La testimonianza di san Tommaso
Abbiamo sufficientemente insistito sull’incredulità di san Tommaso: ora è giunto il momento di rendere invece onore alla fede di questo apostolo. La sua infedeltà ci ha aiutati a sondare la pochezza della nostra fede: che il suo ritorno ci illumini su ciò che dobbiamo fare per divenire dei veri credenti. Tommaso ha costretto il Salvatore, che contava su di lui per farlo divenire una delle colonne della sua Chiesa, a essere condiscendente fino alla familiarità; ma, appena si trova in sua presenza, ne rimane soggiogato. Il bisogno di riparare con un atto solenne di fede l’imprudenza che ha commesso, credendosi saggio e accorto, si fa sentire in lui. Egli getta un grido; e questo grido rappresenta la protesta della fede più ardente che un uomo possa far udire: «Mio Signore e mio Dio!». Rimarcate che egli qui non dice soltanto che Gesù è il suo Signore, il suo Maestro, che è proprio lo stesso del quale è stato discepolo: tutto ciò non sarebbe ancora fede!
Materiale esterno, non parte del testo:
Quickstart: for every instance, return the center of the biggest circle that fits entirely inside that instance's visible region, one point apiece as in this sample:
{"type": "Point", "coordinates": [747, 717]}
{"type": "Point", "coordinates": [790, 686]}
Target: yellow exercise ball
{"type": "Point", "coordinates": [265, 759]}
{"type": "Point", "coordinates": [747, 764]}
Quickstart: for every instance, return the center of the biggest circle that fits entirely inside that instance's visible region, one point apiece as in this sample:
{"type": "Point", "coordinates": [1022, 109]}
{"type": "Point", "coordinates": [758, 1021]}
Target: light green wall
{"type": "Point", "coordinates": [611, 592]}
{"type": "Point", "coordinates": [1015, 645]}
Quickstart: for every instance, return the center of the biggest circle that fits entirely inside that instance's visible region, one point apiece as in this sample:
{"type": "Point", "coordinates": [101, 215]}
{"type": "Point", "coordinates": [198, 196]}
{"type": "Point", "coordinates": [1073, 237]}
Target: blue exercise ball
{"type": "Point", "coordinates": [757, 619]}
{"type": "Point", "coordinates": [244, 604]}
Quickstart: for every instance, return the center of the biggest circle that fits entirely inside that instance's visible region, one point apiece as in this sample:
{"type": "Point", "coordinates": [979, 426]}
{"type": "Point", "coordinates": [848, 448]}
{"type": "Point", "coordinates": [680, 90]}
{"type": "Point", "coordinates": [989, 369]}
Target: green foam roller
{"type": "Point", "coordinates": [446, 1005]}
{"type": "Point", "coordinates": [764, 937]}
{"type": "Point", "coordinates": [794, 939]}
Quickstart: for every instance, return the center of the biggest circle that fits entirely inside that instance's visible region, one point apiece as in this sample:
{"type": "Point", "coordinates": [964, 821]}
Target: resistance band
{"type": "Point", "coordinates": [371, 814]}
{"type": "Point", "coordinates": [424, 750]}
Poiché non è più fede quando si può toccar con mano. Tommaso avrebbe avuto fede nella Risurrezione se avesse creduto alla testimonianza dei suoi fratelli; ma, adesso, non crede più semplicemente: egli vede, ne fa l’esperienza. Qual è dunque la testimonianza della sua fede? È che in questo momento egli attesta che il suo Maestro è Dio. Vede solo l’umanità di Gesù e proclama la divinità del Signore. Con un unico balzo la sua anima leale e contrita si è slanciata fino alla comprensione della dignità di Gesù: «Mio Dio» egli dice.
Preghiera
O Tommaso, dapprima incredulo, la Santa Chiesa onora la tua fede e la propone per modello ai suoi figli, nel giorno della tua festa. La confessione, che oggi hai fatto, viene a porsi da sé vicino a quella che fece Pietro quando disse a Gesù: «Tu sei il Cristo, Figlio di Dio vivente!» Per mezzo di questa professione di fede che né la carne né il sangue avevano ispirato, Pietro meritò di essere scelto per essere il fondamento della Chiesa; la tua ha fatto più che ripararne la colpa; essa ti rese, per un momento, superiore ai tuoi fratelli, che la gioia di rivedere il loro Maestro trasportava, ma sui quali la gloria visibile della sua umanità aveva fatto fino ad allora maggiore impressione che il carattere invisibile della sua divinità.
PREGHIAMO
Concedici, Dio onnipotente, di conservare nella vita e nelle opere il frutto delle feste pasquali da noi celebrate.